With the country’s savings rate standing at 0.5%, the importance of having a financial safety net has grown.

“By having savings, people can avoid falling into debt or relying on high-interest credit options during times of financial strain. Furthermore, saving promotes long-term financial stability. It also allows individuals to accumulate funds for significant life events, such as purchasing a home, starting a business, or funding education. Through regular contributions, even in small amounts, individuals can harness the power of compounding and watch their savings grow over time.”

“While the impact of saving cannot be overstated, it may be challenging to do so under economically challenging circumstances. In such instances, consumers may need to adjust and find innovative strategies to enable them to save, in order to safeguard their financial well-being,” adds Graeme.

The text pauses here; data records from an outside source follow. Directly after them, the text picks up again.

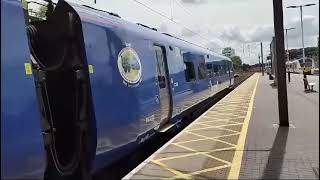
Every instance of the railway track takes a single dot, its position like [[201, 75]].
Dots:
[[122, 167]]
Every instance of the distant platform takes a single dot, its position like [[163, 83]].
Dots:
[[239, 138]]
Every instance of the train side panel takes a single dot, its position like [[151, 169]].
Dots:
[[22, 150], [124, 111]]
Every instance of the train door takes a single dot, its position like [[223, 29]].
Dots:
[[164, 85]]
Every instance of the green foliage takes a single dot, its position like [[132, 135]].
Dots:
[[42, 11], [236, 60]]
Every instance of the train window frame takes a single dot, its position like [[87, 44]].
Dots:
[[202, 71], [190, 74]]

To enhance savings, there are several insurance products that people can buy into at an affordable cost.

“Health insurance, for example, is one of the most crucial products that consumers can purchase to safeguard themselves from health-related risks as medical expenses can impose a significant financial burden on individuals and families. Having a health insurance policy can enable people to better manage healthcare costs and safeguard savings from unexpected medical bills.”

Another recommendation that Graeme makes is having a life insurance that could come in handy when one a loved one passes on.

He also recommends having a disability, vehicle and homeowners’ or renters’ insurance which safeguards property and belongings against damage or loss.

“It’s important to also consider retirement savings options like retirement annuities or pension plans that offer tax advantages and long-term savings growth. These products can assist individuals in building a retirement nest egg and securing their financial future.”

So even when the going gets tough, you can save yourself from bearing the most extreme brunt of it all.